Orlistat works by inhibiting an enzyme called lipase that is produced by the pancreas and secreted into the small intestine. The purpose of pancreatic lipase is normally to hydrolyze or break apart dietary triglycerides into their free fatty acids. Free fatty acids can then either be oxidized for energy, if you need it due to exercise, or stored in fat tissue.
By inhibiting lipase, orlistat causes triglycerides to pass freely through the intestines and out into the municipal water treatment stream. According to Xenical prescribing information (PDF here), “as undigested triglycerides are not reabsorbed, the resulting caloric deficit may have a positive effect on weight control.”
Hence, loose, fatty stools are a common side effect of orlistat. (The ever-eloquent Kevin Beck holds forth on this aspect of orlistat at Dr Bushwell’s Chimpanzee Refuge). However, this side effect can be reduced by – you guessed it – a low-fat diet.
This case reminds me that one of the basic concepts I’ll need to address are the criteria used by FDA to determine whether a drug is suited for reclassification from prescription-only to over-the-counter status. What concerns me about widespread use of orlistat are the potential side effects noted by Karen:
1. Orlistat may prevent the absorption of some dietary vitamins which need fat be absorbed by the body (vitamins A, D, E and beta-carotene).
2. Orlistat may increase the risk of oxalate-related kidney stones.
3. It may induce oily stools, oily spotting on underwear and urgent bowel movements.

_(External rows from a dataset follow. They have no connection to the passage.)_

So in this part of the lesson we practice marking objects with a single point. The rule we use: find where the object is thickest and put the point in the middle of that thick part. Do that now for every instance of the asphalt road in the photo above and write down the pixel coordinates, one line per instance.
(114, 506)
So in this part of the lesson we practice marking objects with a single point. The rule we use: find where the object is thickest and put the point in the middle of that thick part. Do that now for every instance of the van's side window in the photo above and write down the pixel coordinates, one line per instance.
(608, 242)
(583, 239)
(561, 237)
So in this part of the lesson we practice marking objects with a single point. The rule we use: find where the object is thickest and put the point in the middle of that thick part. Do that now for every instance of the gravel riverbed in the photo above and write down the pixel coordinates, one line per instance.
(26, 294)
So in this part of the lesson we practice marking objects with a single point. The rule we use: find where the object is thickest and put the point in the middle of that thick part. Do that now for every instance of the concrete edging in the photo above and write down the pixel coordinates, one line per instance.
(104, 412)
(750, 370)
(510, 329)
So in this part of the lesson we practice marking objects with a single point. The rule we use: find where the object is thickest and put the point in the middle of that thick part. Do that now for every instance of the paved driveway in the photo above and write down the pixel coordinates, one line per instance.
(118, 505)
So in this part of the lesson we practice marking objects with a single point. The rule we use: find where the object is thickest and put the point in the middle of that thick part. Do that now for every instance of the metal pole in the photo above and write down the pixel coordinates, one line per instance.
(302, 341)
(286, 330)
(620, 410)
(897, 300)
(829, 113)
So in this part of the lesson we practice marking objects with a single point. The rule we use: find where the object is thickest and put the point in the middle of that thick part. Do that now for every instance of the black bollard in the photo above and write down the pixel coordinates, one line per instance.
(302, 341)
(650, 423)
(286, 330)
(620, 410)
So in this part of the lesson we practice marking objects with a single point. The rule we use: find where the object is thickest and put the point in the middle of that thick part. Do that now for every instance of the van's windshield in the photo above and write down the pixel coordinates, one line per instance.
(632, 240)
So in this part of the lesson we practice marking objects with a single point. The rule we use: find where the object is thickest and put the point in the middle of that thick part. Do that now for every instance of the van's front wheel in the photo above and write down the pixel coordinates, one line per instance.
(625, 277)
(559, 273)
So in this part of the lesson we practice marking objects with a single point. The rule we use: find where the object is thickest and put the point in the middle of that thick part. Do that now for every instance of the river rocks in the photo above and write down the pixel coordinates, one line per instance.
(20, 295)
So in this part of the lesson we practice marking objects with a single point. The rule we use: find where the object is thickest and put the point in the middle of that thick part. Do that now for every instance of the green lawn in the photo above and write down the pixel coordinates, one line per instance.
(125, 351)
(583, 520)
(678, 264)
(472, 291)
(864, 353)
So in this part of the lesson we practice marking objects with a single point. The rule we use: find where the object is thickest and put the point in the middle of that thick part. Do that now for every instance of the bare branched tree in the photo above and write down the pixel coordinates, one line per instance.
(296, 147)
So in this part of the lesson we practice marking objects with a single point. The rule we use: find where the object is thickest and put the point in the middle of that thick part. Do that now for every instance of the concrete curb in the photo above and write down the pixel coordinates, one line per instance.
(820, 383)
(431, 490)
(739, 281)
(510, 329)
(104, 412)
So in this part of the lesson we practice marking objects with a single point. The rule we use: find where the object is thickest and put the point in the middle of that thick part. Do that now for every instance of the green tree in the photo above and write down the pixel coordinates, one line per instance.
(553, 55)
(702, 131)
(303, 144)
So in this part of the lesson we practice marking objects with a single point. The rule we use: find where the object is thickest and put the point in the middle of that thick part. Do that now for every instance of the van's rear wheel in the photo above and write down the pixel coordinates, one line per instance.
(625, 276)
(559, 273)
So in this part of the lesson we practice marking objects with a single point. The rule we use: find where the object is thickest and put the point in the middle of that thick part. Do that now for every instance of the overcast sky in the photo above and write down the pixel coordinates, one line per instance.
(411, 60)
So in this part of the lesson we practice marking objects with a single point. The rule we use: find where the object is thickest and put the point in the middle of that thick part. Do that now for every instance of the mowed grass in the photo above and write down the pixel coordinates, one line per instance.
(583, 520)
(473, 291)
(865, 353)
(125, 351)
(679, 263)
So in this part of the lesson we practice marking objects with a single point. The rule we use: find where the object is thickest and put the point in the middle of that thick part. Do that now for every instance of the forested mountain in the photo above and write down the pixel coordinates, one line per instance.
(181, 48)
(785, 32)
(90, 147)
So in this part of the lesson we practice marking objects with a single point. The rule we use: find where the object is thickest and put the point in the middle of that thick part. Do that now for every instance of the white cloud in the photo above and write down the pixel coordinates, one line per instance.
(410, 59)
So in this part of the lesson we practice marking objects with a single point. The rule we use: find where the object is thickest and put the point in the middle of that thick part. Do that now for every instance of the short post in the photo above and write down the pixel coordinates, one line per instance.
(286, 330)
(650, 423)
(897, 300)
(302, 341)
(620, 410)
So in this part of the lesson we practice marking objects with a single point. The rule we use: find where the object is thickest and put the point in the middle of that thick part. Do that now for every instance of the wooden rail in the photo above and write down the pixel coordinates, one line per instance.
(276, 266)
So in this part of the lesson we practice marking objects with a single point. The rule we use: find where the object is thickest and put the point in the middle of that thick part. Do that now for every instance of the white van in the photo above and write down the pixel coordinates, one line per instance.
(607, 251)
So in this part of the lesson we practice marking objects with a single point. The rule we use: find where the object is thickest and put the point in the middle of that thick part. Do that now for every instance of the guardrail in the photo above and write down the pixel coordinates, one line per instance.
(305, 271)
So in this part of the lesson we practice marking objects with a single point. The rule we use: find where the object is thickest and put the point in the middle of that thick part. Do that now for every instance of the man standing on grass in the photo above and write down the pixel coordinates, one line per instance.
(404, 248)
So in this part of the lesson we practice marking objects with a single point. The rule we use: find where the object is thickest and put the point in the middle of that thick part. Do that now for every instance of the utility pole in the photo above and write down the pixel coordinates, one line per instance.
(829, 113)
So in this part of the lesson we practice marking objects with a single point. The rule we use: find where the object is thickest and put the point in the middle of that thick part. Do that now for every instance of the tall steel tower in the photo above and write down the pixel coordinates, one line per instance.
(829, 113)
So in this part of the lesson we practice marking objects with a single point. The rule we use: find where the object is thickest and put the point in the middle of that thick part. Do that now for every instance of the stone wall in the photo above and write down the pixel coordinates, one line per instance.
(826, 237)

Malabsorption of fatty vitamins can be remedied by supplementation, but this raises some questions for me about how orlistat might influence the absorption of other drugs one might be taking. The list of drugs tested for interaction noted by the manufacturer seems rather short to me. The only interaction noted was with cyclosporine, a drug taken to prevent organ transplant rejection. Orlistat reduces blood levels of cyclosporine so it should be taken two hours apart from the transplant rejection drug – or, optimally, not at all since most transplant patients are required anyway to be on regular exercise regimens as a condition of their continued rehabilitation.
Moreover, kidney stones are no laughing matter and people at risk of such stones very carefully manage their diets. I hope that the OTC labeling for orlistat includes a prominent warning for these patients because this interaction is not entirely obvious.
Note added in proof: Adding to the lighter-hearted side of this story, Pharmagossip has a clever play on the proposed brand name of this drug, Alli, and the not-so-lighthearted potential for its potential to interfere with the efficacy of oral contraceptives.